Каким образом увязывается тотальное отрицание чувства вины с экспансией церковно-православного влияния на жизнь общества — вопрос интересный, но не очень. А главное — неразрешимый. В отдельно взятых государствах такое бывает.

А то, что чувство вины — вредное чувство, это правильно, что и говорить. Ведь если его не вытравишь из общественного сознания — в каковом сознании, заметим попутно, этого самого чувства вины что-то не было сильно заметно и прежде, — то, глядишь, и общество ни с того ни с сего начнет подумывать о том, что чистые руки, горячие сердца и холодные головы его богом данного руководства не так уж стерильно чисты, не столь уж горячи и холодны. Не надо такого внушать обществу, вы чего ваще.

А надо внушать обществу нормальную приблатненную пацанскую этику, где главное — не лохануться, не сознаться, не извиниться, уйти в отказ, в несознанку. Согласно этой этике уступить дорогу, сказать «спасибо», улыбнуться незнакомому на улице, извиниться за то, что наступил кому- то на ногу, — есть признак безнадежного гнилого фраерства.

Наши нынешние не очень уж скрывают своего жульничества и даже им бравируют. Да, мы жулики, дают понять они. А чего — все жулики, кругом одно жулье. Все продается и покупается.

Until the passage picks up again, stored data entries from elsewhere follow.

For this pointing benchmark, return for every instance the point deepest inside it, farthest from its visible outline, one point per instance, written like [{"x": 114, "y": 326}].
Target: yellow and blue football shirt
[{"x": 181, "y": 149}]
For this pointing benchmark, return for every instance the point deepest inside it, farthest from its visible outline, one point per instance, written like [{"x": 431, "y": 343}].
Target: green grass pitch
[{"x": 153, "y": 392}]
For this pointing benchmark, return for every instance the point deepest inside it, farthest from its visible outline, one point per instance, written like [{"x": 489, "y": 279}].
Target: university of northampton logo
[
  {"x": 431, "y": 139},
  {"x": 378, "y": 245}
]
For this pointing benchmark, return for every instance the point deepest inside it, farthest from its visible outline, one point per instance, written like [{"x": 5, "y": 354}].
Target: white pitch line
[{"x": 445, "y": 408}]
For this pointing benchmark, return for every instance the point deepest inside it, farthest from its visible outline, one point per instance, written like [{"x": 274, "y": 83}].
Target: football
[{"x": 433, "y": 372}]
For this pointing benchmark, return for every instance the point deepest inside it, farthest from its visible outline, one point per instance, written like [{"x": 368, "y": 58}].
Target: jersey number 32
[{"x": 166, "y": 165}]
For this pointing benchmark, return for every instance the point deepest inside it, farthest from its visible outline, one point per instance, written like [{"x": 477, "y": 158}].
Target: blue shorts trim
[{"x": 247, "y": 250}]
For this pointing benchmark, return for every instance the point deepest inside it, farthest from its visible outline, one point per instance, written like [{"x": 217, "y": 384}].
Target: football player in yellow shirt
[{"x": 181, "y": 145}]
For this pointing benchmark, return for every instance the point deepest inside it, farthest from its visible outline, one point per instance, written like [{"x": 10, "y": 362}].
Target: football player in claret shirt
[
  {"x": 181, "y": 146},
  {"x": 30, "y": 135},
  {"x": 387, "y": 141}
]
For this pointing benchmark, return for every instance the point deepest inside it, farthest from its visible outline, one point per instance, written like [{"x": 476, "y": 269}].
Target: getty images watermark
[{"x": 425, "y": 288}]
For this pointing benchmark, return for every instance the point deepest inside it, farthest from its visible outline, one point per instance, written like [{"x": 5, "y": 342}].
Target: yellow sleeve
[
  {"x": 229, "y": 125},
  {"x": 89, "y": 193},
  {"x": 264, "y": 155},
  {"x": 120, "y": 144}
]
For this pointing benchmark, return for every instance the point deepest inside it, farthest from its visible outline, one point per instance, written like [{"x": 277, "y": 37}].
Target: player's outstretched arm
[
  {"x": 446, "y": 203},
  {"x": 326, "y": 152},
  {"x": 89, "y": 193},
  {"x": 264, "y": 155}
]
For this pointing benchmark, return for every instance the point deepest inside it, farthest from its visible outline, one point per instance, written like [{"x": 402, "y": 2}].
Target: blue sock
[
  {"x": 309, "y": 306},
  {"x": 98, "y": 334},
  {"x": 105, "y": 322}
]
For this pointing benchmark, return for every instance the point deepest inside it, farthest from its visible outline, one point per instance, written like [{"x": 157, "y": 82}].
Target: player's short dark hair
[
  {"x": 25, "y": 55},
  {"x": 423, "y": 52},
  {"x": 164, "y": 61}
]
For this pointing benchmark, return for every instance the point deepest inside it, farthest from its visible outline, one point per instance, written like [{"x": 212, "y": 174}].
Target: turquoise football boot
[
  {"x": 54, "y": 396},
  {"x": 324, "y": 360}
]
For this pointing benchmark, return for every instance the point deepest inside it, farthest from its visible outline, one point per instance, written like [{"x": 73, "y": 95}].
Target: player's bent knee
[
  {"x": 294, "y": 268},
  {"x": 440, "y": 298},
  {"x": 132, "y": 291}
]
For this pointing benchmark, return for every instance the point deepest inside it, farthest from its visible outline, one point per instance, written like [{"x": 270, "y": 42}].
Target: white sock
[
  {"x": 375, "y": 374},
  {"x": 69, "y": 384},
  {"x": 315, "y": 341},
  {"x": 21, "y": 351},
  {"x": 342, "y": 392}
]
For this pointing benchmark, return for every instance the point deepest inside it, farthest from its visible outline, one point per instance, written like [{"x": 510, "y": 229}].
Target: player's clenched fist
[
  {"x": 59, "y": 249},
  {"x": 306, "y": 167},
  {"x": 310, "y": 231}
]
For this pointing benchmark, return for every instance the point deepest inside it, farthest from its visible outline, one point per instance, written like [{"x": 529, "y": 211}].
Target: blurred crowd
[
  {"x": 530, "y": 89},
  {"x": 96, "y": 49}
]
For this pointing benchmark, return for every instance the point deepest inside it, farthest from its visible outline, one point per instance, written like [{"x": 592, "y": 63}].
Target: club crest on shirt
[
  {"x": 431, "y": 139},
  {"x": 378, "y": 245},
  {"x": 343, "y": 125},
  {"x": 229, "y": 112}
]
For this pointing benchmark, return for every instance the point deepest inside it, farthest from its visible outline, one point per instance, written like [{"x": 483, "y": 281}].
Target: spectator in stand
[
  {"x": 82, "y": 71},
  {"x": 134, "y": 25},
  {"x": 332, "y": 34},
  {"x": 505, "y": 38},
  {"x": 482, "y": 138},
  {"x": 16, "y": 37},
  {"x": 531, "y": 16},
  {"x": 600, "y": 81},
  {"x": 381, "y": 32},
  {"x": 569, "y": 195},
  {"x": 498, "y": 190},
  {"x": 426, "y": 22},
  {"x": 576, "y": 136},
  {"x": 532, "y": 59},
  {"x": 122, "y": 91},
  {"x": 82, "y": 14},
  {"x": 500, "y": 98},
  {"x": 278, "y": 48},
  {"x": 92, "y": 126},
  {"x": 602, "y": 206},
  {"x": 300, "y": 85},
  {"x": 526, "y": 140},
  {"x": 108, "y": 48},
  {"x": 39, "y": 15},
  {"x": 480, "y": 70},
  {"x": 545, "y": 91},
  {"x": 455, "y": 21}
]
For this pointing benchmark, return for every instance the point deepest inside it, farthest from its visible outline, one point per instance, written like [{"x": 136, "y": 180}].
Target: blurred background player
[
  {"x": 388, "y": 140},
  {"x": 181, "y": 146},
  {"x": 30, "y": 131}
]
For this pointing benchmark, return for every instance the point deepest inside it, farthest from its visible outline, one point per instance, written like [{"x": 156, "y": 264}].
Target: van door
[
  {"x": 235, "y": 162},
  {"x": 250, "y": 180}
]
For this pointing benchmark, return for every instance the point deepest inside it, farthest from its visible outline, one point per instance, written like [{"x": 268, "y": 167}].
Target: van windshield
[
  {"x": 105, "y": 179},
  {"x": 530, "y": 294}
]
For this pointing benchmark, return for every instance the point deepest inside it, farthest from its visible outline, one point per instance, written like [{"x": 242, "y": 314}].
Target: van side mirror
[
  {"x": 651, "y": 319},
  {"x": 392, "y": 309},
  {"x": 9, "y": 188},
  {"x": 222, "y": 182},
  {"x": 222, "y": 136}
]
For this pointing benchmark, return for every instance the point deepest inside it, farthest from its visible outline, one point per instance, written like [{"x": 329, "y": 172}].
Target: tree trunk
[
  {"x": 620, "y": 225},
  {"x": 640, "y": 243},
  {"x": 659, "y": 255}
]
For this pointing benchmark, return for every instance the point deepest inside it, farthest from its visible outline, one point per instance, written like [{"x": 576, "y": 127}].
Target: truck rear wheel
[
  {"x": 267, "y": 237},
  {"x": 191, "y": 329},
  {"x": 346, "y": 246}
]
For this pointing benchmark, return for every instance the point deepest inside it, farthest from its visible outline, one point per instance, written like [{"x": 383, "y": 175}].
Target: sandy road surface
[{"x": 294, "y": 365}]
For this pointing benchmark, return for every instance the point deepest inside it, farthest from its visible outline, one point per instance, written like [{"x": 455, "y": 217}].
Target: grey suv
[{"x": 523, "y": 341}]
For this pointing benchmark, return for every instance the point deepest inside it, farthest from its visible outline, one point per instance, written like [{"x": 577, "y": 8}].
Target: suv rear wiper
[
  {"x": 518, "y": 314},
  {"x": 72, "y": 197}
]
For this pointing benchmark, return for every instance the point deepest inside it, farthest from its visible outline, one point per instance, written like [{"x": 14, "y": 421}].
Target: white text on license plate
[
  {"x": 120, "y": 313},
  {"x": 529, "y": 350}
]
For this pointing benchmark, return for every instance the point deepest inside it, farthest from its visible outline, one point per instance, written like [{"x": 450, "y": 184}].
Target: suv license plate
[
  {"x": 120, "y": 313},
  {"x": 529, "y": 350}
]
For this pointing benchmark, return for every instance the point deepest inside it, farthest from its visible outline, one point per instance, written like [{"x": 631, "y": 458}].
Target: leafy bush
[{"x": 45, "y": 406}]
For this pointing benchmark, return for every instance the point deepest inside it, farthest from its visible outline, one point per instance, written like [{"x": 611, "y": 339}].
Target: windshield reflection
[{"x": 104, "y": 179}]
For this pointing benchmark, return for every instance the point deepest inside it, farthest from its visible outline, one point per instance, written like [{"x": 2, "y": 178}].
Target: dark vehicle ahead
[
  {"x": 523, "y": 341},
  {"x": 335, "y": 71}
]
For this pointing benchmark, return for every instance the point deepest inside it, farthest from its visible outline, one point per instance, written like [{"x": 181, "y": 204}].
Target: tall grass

Они ведь не говорят, что не было, допустим, Катыни, боже упаси. Почему не было? Была. Признаваться только не надо. Это не по понятиям. Ты, братан, прикинь: они нам про Молотова-Риббентропа, а мы им про Марину Мнишек. Пусть покрутятся. Латыши нам про оккупацию, а мы им про латышских стрелков. Они нам про права человека, а мы им про Тамерлана. Они нам про XX век, а мы им про II–III–IV до рождества Христова. Нормально? Нормально. Мы же не говорим, что ничего не было. Мы говорим, что не надо в этом признаваться. А то ведь еще и на бабки разведут — им палец в рот не клади.

Бывает, впрочем, иногда чувство вины. То особое чувство вины, какое бывает свойственно очень пьющим людям в периоды похмелий. Особенно их чувство вины обостряется, когда наутро надо обойти всех соседей, которых он еще вчера грозился замочить топором или булавой, нежно поинтересоваться, не обидел ли он вчера кого случайно, и застенчиво попросить трюндель до второго, на поправку. Тогда конечно — чувство вины, и еще какое. Но чуть только такой человек утолит первую жажду, чувство вины сдувает как ветром, уступая место другому чувству-чувству мучительного стыда за свое недавнее чувство вины. «Чего это я! Как этот прям! Чего это я-то виноват? Это они тут все виноваты».

Перейти на страницу:

Похожие книги

100 знаменитых загадок природы
100 знаменитых загадок природы

Казалось бы, наука достигла такого уровня развития, что может дать ответ на любой вопрос, и все то, что на протяжении веков мучило умы людей, сегодня кажется таким простым и понятным. И все же… Никакие ученые не смогут ответить, откуда и почему возникает феномен полтергейста, как появились странные рисунки в пустыне Наска, почему идут цветные дожди, что заставляет китов выбрасываться на берег, а миллионы леммингов мигрировать за тысячи километров… Можно строить предположения, выдвигать гипотезы, но однозначно ответить, почему это происходит, нельзя.В этой книге рассказывается о ста совершенно удивительных явлениях растительного, животного и подводного мира, о геологических и климатических загадках, о чудесах исцеления и космических катаклизмах, о необычных существах и чудовищах, призраках Северной Америки, тайнах сновидений и Бермудского треугольника, словом, о том, что вызывает изумление и не может быть объяснено с точки зрения науки.Похоже, несмотря на технический прогресс, человечество еще долго будет удивляться, ведь в мире так много непонятного.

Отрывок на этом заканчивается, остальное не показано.